И свой гнев, еще более безрассудный, чем прежде, он излил на собаке, пиная ее ногами. Потом, зарыдав, повалился на рельсы.
Когда Начо поднял голову, пес был перед ним, старый, никому не нужный.
— Пошел домой, негодяй! — сказал Начо, и в его тоне еще слышались следы гнева, будто язычки огня, вспыхивающие то здесь, то там после больших пожаров. Но так как собака не двигалась с места и все смотрела на него с этим особым (скорбным? укоризненным?) выражением глаз, Начо стал постепенно успокаиваться и, наконец, с терпеливой безнадежностью попросил Милорда уйти, оставить его одного. В голосе его звучала нежность, и, хотя он не решался это выговорить, ему хотелось сказать: «Прости меня, старик».
Тогда, по-видимому, тревога Милорда немного улеглась, и он пошевелил хвостом — но не бойко, не весело, а как бы с остатками былой радости, крохами, валяющимися на полу после пирушки.
Начо спустился с насыпи, похлопал собаку по спине и снова стал гнать ее. Милорд с минуту смотрел недоверчиво и лишь потом неохотно повернулся и пошел, прихрамывая и время от времени оглядываясь. Начо опять начал взбираться на насыпь по грязным клочкам бумаги и всяческому мусору, опять уселся на шпалы между рельсами. Сквозь набежавшие слезы в последний раз окинул взглядом деревья на пустыре, фонарь, улицу Конде — эти лишенные смысла картины действительности, последние в его жизни.
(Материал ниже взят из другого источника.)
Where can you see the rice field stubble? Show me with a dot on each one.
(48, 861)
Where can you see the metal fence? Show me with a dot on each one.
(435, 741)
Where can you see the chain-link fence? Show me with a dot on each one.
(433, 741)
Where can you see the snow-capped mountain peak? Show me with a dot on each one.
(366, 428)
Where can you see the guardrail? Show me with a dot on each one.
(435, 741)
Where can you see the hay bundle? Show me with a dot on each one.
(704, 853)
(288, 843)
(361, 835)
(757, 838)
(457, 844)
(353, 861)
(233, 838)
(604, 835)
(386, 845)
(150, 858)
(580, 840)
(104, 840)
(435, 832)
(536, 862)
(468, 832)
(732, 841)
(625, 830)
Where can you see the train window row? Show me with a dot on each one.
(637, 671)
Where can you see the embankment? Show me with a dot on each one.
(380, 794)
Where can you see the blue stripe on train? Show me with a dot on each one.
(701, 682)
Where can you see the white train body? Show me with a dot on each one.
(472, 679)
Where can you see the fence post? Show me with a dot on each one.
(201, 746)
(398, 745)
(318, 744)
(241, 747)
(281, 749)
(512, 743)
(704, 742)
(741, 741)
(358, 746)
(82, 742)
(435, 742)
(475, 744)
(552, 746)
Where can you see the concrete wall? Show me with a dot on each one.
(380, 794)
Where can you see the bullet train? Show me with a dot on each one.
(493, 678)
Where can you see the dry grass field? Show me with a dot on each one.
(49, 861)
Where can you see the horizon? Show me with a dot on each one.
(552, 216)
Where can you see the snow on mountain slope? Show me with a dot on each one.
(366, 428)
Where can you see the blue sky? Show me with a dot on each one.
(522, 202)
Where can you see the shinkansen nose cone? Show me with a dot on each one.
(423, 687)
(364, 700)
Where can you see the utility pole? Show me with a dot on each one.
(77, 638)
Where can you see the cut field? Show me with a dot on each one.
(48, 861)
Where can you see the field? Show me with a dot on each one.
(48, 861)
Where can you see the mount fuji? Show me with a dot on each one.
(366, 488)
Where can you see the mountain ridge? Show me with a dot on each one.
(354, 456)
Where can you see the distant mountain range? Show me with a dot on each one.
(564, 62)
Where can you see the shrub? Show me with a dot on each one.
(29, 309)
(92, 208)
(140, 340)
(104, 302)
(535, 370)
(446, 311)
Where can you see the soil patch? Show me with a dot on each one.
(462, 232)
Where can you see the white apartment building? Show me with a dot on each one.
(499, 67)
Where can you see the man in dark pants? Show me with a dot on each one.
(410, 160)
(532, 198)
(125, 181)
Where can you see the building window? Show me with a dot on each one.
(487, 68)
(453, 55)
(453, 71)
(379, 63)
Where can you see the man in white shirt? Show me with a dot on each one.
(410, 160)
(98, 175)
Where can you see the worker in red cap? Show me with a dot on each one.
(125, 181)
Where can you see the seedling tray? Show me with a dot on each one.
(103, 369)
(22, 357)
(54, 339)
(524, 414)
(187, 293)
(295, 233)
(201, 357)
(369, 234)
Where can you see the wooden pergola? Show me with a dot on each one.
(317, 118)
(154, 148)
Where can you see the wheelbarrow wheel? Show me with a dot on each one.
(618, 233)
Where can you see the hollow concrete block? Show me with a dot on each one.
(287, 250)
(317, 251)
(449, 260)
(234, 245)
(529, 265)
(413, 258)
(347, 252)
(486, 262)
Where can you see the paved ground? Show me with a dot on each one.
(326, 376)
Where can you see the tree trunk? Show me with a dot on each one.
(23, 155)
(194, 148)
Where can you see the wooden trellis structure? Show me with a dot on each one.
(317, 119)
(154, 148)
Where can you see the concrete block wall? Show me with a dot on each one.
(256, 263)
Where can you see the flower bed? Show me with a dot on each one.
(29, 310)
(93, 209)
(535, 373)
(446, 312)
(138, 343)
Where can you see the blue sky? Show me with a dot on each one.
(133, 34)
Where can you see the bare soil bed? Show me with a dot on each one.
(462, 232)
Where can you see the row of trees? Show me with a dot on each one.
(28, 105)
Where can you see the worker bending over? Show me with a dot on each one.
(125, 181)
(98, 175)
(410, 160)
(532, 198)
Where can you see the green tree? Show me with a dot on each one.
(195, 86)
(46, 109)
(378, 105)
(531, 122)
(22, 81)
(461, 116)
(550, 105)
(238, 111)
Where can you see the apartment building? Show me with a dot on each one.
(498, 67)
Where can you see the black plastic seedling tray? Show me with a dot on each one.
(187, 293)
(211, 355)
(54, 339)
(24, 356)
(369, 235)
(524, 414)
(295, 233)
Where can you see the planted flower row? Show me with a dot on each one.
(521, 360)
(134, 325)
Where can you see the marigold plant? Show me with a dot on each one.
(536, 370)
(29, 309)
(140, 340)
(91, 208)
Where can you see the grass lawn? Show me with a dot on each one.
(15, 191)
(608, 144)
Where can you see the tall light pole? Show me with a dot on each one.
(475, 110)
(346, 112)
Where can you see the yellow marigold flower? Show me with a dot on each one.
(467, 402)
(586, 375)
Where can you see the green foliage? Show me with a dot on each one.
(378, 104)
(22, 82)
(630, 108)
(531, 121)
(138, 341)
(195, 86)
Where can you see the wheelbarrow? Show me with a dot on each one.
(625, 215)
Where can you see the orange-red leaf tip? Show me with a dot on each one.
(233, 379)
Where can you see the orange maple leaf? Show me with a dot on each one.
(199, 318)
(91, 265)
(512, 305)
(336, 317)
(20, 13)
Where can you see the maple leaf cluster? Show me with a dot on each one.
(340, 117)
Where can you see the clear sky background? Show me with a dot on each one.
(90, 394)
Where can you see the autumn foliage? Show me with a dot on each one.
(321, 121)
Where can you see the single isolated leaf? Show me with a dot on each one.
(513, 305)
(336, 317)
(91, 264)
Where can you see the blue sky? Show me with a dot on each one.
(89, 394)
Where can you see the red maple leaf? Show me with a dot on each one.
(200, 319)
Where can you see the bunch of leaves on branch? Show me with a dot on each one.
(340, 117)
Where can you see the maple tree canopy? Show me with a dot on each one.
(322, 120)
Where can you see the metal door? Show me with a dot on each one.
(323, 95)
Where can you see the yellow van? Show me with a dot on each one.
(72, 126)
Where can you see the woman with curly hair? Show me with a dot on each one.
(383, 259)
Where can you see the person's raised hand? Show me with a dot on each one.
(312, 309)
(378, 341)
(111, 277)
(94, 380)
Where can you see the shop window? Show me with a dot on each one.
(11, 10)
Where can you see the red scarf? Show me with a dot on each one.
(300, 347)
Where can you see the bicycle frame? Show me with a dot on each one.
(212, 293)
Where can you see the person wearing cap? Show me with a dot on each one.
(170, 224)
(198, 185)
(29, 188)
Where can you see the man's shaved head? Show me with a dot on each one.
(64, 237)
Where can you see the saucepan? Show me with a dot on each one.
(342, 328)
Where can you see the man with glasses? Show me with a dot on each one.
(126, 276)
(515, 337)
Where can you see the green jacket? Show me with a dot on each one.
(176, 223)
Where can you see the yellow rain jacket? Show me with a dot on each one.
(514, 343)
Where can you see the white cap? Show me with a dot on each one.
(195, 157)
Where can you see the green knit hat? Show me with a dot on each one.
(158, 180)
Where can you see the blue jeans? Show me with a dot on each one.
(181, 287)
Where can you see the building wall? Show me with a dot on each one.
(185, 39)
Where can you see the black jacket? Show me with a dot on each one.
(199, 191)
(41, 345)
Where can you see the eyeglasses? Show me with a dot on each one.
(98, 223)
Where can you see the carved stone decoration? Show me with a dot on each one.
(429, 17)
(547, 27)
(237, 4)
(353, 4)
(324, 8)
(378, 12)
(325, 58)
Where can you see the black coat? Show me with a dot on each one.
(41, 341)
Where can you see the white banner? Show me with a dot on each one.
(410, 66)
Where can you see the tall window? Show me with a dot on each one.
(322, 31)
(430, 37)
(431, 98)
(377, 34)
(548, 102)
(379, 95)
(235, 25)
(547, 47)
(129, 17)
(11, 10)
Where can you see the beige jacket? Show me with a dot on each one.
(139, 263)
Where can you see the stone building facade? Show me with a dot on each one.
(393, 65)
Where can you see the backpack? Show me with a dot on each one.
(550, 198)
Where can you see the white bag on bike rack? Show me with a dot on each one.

Потом, раскинув руки в стороны, лег на шпалы, закрыл глаза, отгородившись темнотой от призрачного этого мира, и тогда его внимание сосредоточилось на доходивших до него звуках. Вдруг ему послышался шорох — похоже, подумал он, это крыса. Открыв глаза, он увидел, что перед ним стоит Милорд. Горестный взгляд собаки Начо воспринял как повторный шантаж и опять взбесился и начал ее бить, выкрикивая брань и угрозы. Но вот, наконец, он угомонился, утомленный и побежденный собакой, как раз в тот момент, когда донесся шум приближающегося поезда. Тогда он медленно спустился с насыпи и побрел домой, а следом за ним почти вплотную тащился Милорд.
Начо вошел в комнату, принялся собирать свои вещи и складывать их в сумку. Из коробки с сокровищами своего детства он достал лупу, кокарду, когда-то принадлежавшую Карлучо, два стеклянных шарика, маленький компас и магнит в виде подковы. С этажерки взял книгу «Над пропастью во ржи», со стены снял фотографию Битлов того времени, когда они еще были вместе, и снимок вьетнамского мальчика, бегущего по пустынной улице горящей деревни. Все это он запихнул в сумку, а также папку с исписанными листками бумаги. Потом вышел во двор, пристроил сумку на мотоцикл, привязал к нему собаку и завел двигатель. И тут в голову ему пришла новая мысль. Он выключил мотор, сошел с мотоцикла, развязал сумку и, вытащив папку со своими записями, бросил ее на землю и поджег — он смотрел, как превращаются в пепел эти поиски абсолюта, начинавшие когда-то свою жизнь (и страдания) в его рукописях. В этот миг он решил, что простился с ними навсегда.
Он как раз укладывал вещи заново, когда пришла Агустина. Безмолвно, как сомнамбула, она направилась в свою комнату.
Брат, сидя на мотоцикле, замер, словно завороженный, не зная, что же ему теперь делать. Задумчиво соскочил с седла и медленными шагами вошел в дом. Агустина, одетая, сидела на кровати, смотрела в потолок и курила.